BOUNDARY WATERS CANOE AREA (BWCA) - Scroll down to learn more about this website
About this Website:
The main purpose of this website is to provide firsthand virtual visits to the BWCA. This allows you to see a place you may have visited before in the BWCA or help you plan a new trip to the Boundary Waters. Your viewpoint will be as if you are actually out there. You will see and hear from a first person perspective what you would encounter if you were canoeing, portaging or camping in the Boundary Waters Canoe Area.

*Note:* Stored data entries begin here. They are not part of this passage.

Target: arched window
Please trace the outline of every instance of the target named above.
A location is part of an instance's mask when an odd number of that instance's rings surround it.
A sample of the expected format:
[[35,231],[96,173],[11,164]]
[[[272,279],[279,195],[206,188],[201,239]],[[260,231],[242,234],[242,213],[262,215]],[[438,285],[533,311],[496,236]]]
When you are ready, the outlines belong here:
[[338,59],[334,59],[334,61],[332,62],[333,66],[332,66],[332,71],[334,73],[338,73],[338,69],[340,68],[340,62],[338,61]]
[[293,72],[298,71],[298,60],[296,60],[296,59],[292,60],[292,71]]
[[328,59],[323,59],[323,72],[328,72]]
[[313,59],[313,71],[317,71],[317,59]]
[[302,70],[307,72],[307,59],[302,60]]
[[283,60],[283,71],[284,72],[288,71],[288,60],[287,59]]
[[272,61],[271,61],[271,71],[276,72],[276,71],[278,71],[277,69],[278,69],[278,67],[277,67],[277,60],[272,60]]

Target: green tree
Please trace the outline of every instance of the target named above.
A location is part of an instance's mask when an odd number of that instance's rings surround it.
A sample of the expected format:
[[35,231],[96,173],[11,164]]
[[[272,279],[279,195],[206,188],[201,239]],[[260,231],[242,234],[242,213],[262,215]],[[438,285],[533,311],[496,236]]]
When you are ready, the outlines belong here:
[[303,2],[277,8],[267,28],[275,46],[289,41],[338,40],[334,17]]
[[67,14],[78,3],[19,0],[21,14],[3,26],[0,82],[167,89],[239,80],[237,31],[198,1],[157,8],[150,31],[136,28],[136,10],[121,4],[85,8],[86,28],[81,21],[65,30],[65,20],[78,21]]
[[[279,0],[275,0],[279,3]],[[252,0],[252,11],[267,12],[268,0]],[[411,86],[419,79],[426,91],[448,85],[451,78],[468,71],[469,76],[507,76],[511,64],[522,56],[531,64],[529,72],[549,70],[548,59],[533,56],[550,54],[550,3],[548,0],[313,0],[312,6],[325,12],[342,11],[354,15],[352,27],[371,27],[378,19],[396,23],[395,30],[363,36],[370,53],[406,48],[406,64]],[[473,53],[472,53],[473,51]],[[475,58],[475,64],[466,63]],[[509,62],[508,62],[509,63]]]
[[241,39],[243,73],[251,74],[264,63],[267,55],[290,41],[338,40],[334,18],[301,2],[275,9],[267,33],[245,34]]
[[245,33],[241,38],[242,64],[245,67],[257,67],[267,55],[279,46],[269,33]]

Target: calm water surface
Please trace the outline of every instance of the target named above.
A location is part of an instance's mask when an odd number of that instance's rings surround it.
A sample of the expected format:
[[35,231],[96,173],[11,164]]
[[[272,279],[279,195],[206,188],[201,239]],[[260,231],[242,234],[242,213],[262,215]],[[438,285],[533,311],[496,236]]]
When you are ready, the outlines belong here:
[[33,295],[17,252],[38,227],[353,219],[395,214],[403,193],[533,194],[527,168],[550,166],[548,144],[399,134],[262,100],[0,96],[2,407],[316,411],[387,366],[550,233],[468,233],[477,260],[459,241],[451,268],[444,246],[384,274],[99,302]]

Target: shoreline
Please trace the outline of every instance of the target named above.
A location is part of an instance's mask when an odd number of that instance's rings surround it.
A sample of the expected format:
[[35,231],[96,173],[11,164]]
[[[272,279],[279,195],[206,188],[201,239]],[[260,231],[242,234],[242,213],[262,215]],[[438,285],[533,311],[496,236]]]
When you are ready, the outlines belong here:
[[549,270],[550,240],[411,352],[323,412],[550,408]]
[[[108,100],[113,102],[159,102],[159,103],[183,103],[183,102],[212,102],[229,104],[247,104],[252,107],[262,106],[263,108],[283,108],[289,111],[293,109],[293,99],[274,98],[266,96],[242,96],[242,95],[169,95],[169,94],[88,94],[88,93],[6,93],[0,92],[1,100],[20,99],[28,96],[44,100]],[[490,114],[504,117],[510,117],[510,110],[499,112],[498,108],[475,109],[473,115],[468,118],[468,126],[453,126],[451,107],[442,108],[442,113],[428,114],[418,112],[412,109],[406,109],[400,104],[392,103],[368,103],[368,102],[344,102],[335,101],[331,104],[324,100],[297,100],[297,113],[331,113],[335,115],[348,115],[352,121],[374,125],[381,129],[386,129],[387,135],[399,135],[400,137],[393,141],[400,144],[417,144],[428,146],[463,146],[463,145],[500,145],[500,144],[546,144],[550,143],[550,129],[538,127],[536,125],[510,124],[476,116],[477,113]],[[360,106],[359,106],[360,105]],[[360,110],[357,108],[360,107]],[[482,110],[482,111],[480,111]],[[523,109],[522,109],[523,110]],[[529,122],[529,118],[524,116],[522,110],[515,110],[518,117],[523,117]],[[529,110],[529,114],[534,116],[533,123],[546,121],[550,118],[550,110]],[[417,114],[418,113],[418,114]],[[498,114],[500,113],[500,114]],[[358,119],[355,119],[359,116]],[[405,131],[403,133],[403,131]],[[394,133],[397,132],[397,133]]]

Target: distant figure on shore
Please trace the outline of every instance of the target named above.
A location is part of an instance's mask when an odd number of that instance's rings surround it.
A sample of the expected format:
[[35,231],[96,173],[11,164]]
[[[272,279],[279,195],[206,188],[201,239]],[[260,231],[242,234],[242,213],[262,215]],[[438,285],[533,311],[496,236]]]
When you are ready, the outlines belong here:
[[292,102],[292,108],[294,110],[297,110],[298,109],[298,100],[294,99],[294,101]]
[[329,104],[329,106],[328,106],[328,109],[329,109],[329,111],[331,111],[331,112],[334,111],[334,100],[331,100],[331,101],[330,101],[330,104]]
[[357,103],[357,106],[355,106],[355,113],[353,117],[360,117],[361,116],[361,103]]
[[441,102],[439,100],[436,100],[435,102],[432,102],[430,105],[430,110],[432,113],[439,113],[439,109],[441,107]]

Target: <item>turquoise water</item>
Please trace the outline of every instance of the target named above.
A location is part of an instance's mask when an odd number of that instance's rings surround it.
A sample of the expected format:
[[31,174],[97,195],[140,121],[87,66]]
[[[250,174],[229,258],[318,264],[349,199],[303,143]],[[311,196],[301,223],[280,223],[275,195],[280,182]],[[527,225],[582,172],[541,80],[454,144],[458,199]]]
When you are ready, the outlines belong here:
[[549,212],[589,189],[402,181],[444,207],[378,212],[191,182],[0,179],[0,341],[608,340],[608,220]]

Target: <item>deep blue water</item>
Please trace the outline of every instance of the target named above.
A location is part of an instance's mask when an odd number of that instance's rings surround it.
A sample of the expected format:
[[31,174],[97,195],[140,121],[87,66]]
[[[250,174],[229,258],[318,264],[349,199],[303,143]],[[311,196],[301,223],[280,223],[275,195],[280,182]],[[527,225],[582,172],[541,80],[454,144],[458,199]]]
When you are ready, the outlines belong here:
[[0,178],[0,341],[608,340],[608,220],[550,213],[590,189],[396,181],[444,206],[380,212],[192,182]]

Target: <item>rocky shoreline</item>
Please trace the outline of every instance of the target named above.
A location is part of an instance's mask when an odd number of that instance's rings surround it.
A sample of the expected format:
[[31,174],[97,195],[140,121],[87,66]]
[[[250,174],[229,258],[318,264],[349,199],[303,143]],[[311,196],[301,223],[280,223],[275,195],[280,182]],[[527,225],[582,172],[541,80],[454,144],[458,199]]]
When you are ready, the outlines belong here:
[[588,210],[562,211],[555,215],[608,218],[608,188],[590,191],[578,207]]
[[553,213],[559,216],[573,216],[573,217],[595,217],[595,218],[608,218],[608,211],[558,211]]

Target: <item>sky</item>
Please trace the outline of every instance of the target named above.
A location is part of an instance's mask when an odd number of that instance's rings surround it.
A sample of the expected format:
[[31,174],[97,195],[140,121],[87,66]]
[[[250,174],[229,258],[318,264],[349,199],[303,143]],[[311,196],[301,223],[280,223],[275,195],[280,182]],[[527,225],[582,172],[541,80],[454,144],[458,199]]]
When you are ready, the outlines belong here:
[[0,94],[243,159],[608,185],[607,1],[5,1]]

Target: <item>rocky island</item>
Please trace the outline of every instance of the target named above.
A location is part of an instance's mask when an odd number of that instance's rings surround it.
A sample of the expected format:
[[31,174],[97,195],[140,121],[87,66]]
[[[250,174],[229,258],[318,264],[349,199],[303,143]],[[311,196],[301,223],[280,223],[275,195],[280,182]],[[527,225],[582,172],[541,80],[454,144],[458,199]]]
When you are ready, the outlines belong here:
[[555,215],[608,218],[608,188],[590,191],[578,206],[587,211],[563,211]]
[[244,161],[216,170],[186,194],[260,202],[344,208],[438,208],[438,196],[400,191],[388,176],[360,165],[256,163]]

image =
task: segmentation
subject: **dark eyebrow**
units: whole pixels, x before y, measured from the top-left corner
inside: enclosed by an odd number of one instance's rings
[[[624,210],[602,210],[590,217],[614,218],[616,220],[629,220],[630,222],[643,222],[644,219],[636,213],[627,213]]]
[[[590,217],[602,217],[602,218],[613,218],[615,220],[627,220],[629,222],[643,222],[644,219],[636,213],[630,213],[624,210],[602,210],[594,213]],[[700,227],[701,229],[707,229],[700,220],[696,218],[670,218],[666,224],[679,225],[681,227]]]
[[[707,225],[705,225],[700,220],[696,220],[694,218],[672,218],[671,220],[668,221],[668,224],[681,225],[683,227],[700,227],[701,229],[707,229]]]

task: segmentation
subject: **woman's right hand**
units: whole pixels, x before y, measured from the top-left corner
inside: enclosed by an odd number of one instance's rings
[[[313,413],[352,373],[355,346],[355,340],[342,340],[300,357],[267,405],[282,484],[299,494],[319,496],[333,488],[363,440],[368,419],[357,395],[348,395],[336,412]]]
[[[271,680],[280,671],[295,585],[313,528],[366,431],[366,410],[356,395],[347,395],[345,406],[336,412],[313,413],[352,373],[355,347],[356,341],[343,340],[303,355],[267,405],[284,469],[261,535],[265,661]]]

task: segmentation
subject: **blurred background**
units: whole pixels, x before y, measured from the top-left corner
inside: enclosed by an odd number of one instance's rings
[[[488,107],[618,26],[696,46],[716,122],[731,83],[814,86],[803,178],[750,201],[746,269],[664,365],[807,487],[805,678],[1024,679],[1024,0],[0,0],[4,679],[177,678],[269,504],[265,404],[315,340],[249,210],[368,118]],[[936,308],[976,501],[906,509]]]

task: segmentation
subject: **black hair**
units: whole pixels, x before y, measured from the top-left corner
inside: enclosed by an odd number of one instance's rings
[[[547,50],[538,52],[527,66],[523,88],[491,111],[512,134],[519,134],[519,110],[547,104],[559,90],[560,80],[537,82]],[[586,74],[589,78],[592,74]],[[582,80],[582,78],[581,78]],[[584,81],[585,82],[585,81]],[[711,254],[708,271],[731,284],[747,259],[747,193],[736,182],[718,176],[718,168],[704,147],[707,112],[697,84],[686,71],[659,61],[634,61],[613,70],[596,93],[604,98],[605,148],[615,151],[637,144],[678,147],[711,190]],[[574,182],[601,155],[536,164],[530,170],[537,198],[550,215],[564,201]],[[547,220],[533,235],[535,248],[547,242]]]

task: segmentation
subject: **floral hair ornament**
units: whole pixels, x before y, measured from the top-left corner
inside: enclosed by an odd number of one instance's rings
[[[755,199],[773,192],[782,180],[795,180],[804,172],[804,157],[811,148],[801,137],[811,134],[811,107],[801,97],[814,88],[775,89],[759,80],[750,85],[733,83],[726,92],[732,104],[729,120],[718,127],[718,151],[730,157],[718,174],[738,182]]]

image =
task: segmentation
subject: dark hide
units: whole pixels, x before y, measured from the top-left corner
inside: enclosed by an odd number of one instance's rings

As time goes on, more and more lakes, rivers, creeks, entry points, portages, pictographs and campsites will be added to the website. This allows you to actually do a virtual trip through the Boundary Waters Canoe Area starting from an entry point or the lake or stream of your choosing. The maps and links of the website are placed in such a way as to allow you to click through to the next most likely destination along your chosen route, or even change your route midway through your trip. If you get cabin fever for the BWCA in the middle of winter, this is a way to cure it (at least a little). Also, you can use this information (photos, videos, descriptions) to remind yourself of an old trip or plan for an upcoming trip (you’ll know what to expect). This could be particularly useful if you are a first timer to the BWCA. If you’ve ever sat around your campsite pouring over your BWCA maps, and just wondered what that really remote lake might be like, this website may be able to show you. If you are going to the BWCA with some tenderfoots, this website may be able to help you determine if a portages are difficult; you'll be able to virtually walk it and decide for yourself.
Much of the orginal groundwork for this website is built around the BWCA's Primitive Management Areas (PMA’s), but with the overall goal of eventually showing the entire Boundary Waters (and Quetico Provincial Park too). PMA's are remote, unmanaged regions of the BWCA designated by the U.S. Forest Service. There are 12 PMA's in the BWCA and they encompass about 1/8th of the entire BWCAW. Many of these PMA areas are seldom seen, even by regular visitors to the BWCA. (Visit this page to find out about PMA's - What are PMA's?)
The BWCAwild.com website also is a resource for statistical information. The website includes information on such things as historical fires, PMA lake depths, water clarity, fish, lake sizes (acres) and creek and river lengths. Videos and statistical lists will be continually updated and added over time.